帝都にて準備を整えた帝国軍第二軍は現在帝国軍の大本営が置かれているヴァン・ウィルベートへと出立した。
その軍勢は3万を超えていた。総司令官であるエスメルが中将に昇格したのをきっかけに第二軍は戦力の増強が行われていた。元いた2万に追加することの1万である。
この1万の内訳は、ほとんどが新兵であり、士官クラスになるとエスメルの同級生すらいた。
「まぁまぁ及第点か?」
「あれはあれでいいのではないですか?」
ヴァン・ウィルベートの道中、帝国の一大穀倉地帯でもあるヴァンダル高原で第二軍は休憩がてら駐屯していた。この地は穀倉地帯だけあって食糧がいくらでもあるので、大軍が駐屯するのに便利なのである。だからこそ帝国と王国もこの地で大軍を並べて睨み合ったし、ゼフォルも東部から帝都に行くときは必ず駐屯した。
そんな何回も立ち寄るヴァンダル高原でゼフォルとアルセリアは待陣命令を出した眼下の大軍に視線を巡らせていた。
ゼフォルはもともとエスメルの副官として彼女の周囲を固める親衛隊とも言うべき精鋭数千しか率いない。そのため練度の高い彼らはあっという間に陣を引き終わり、今は待機中だ。
アルセリアも同じくである。戦闘が開始すれば真っ先に最前線で戦う野戦部隊を率いているのだ。数は1万近くに迫り第二軍の中核をつとめている。戦い慣れた彼らは陣の構築など朝飯前だ。
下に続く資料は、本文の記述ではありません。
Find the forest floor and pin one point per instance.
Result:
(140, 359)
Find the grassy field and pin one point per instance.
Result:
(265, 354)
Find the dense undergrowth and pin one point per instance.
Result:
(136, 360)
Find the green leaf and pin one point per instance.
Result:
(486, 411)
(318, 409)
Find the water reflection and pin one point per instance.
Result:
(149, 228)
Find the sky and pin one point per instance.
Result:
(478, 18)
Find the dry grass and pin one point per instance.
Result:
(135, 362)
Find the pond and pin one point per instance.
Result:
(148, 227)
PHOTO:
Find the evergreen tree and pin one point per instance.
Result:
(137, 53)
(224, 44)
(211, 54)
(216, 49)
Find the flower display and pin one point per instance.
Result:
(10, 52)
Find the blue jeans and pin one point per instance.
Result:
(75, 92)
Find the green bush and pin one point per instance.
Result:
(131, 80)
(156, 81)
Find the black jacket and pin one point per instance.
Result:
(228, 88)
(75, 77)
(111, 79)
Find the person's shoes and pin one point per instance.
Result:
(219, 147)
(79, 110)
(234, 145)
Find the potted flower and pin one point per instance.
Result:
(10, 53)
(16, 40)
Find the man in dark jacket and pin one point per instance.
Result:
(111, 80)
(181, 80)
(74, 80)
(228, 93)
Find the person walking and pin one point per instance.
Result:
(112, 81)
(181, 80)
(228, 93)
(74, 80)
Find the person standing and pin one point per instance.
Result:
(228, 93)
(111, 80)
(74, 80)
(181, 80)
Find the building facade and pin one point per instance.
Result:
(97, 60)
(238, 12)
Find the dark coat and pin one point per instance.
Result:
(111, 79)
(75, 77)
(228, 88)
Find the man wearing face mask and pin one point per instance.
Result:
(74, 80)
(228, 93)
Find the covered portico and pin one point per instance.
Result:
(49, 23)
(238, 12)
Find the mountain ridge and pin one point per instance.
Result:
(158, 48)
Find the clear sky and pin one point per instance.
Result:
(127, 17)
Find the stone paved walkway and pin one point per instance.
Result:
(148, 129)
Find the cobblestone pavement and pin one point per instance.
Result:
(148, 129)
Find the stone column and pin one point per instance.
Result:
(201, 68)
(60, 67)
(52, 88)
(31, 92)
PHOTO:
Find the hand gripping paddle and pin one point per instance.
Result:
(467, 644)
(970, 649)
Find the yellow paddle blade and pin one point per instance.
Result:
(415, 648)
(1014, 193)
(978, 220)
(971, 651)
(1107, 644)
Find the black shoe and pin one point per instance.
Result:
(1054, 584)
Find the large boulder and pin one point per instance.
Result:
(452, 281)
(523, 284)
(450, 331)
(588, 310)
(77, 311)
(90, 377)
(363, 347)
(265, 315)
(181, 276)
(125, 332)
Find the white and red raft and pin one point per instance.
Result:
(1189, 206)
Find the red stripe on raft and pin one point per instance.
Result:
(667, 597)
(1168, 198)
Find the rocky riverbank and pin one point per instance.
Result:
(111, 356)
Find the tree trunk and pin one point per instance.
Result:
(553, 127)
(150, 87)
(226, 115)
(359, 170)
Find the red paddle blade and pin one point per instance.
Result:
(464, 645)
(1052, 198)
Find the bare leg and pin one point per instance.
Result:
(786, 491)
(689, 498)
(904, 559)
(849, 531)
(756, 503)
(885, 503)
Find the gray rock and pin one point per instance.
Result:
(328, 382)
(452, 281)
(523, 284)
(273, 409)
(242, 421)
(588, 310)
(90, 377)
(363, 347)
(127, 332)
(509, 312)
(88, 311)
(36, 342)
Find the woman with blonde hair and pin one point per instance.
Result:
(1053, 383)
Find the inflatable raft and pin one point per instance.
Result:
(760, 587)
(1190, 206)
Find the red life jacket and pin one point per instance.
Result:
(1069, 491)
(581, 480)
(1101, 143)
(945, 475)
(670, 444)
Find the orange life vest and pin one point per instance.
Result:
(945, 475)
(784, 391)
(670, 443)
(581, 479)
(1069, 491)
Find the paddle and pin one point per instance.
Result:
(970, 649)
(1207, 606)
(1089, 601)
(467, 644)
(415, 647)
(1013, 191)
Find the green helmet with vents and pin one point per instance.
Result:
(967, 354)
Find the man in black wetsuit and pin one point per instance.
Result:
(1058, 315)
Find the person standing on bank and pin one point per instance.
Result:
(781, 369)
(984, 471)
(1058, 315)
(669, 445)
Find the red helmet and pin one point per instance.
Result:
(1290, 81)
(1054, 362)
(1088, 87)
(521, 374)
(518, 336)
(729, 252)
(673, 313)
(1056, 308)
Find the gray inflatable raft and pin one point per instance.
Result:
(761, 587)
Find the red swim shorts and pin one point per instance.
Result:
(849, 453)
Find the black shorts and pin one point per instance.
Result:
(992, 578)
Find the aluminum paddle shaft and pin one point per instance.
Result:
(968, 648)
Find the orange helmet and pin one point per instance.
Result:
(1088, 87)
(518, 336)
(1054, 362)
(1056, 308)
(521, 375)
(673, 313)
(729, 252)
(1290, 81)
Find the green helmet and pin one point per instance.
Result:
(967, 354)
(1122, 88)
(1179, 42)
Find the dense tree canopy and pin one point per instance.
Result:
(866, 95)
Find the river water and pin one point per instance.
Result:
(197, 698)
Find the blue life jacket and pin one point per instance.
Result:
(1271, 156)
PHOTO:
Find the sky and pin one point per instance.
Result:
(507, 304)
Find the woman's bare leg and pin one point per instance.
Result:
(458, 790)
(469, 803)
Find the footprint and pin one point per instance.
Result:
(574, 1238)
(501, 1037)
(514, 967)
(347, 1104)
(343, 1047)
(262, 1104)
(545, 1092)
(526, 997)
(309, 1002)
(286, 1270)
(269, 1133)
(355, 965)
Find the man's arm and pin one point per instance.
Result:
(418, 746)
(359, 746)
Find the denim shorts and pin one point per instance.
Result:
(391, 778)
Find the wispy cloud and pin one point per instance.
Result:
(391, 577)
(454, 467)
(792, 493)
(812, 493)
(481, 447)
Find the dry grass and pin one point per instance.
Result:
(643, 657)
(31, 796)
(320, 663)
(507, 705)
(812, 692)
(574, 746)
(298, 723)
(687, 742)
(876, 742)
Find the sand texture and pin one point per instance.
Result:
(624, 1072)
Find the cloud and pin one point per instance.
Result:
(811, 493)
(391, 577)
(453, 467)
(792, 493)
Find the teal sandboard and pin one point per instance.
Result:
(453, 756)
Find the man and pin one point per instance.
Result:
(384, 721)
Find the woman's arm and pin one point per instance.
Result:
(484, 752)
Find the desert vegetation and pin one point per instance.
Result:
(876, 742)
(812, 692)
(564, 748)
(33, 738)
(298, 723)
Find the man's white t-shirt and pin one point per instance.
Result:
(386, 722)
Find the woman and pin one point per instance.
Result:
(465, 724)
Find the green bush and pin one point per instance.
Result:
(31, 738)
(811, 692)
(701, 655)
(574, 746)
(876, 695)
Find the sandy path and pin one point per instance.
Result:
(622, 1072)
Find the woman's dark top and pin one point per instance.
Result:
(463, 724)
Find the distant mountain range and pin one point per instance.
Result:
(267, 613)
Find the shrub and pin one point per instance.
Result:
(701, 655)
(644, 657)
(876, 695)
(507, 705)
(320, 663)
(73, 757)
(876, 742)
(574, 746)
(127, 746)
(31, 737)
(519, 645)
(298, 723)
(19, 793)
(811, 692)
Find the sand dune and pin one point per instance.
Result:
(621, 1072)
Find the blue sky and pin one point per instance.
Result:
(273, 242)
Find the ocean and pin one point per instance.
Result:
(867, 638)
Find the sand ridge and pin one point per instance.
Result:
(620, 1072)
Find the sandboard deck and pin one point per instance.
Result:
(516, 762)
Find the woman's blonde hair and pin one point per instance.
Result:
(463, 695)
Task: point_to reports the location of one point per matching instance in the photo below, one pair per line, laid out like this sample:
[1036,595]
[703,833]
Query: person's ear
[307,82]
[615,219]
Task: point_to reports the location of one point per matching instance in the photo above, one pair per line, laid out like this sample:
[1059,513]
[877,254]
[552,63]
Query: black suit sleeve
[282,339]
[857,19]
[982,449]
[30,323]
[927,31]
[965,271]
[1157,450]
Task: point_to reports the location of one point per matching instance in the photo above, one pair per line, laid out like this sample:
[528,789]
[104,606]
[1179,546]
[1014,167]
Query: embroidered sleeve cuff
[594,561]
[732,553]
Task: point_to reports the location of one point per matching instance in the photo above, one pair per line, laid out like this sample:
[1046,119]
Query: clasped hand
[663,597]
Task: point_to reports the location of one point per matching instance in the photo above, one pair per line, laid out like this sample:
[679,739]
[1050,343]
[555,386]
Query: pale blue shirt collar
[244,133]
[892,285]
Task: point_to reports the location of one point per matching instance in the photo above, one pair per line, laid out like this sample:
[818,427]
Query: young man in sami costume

つまり仕事が終わってゼフォルとアルセリアはそろって暇なのだ。そこで眺めるは今回補充された新兵1万、彼らはいまだに陣地を作るのにすらまごついていた。
「あれでいいって……この程度なら前線で囮なりなんなりで使い潰せばいいかと思っているだろ?」
「まぁ……その通りですが」
新兵たちは役に立たない。そんなの当たり前の話だ。ゼフォルはそんな当然のことに悩んだりはしない。新兵なら新兵なりに使えるように作戦を組めばいいのだ。例えば、初めから攻撃の激しい箇所において囮にするなり、伏兵が潜んでそうな所に突っ込ませて敵の奇襲を空振りさせたりいくらでもある。
東部方面軍の時はこれが当たり前だった。自分の兵がやられるくらいならクレッチマーの部下に損害を押し付けたし、気に入らないという理由でこっそりと西部貴族の兵の損害が大きくなるように仕向けたのも一回や二回ではない。
生半可な指揮官ではできない芸当だが、ゼフォルにはそれを可能にするだけの戦場をコントロールする力があったのだ。
そういったゼフォルの個人的な好き嫌いがあったのも事実だが、合理的に考えても正しいと思っている。なにせ最前線でベテランの兵士は黄金より貴重なのだ。彼らを失うくらいなら新兵を失った方が得である。
そうやってつかい潰してなお生き残った者がベテランの兵になるとゼフォルは信じていたのだ。
「お前なぁ……そりゃ、一理あるけど、1万の兵が増強されたという時点で帝国にはこれだけ余裕があるんだぞ?」
「わかっていますよ。彼らが前線で足手纏いにならないようにする。それが我々の役目です」
だがアルセリアの言うとおりその常識はすでに過ぎ去っていた。
新兵をむやみやたらに使い潰す。それは余裕のない国家がやる行為だ。近い例として、ゼフォルが攻め込んだ時の王国がこれにあたる。
彼らは国家存亡の危機に多くの新兵を放出して無理やりゼフォルの進撃を阻んだ。決死の覚悟の防衛は功を奏したものの、損害はかなり大きかった。
確かにゼフォルを防げたのは良いかもしれないが、国家にとって重要な労働力である若者を多く失ったのは後々に響いてくるはずだ。
2年前のこのヴァンダル高原にまで攻め込まれた帝国もそうだったかもしれない。
だがこの高原も今は戦火の後も完全に復興し、稲穂を豊かに実らせている。今の帝国を表しているかのようだった。
四方の前線を東の一つまでに絞った帝国はもうベテラン兵の確保に困ることはなくなっていた。東でこそ大きく損害を被ったが、南は小国家群を完全に屈服させ、南部方面軍は最低限の駐屯部隊を残して解体された。
帝国北部はまだ不安が残るため北部方面軍の多くが占領統治を行ってはいるが、それでも幾ばくかの兵力を帝都に転進して再編成を行っている。
彼らが教官役となれば新兵達の教育が捗るだろう。そしてそれは歴戦の兵を抱える第二軍も行うべきことであった。
「だが見てください。確かに及第点を与えても良いかもしれませんが、どこか気が緩んでいます。張り巡らせる柵の一つ一つが自らの生死を決めるものとわかっていないのです」
それでもゼフォルは新兵達を良い目で見られなかった。彼らは確かに実戦を知らないが、基本的な動作はできている。
今の帝国に余裕があるからこそ訓練を繰り上げや飛ばし飛ばしではなく、そのカリキュラムを最後までこなしてきたのだろう。
だが必死さがないのだ。教わったことを淡々とこなしているだけ、そういった印象を持っていた。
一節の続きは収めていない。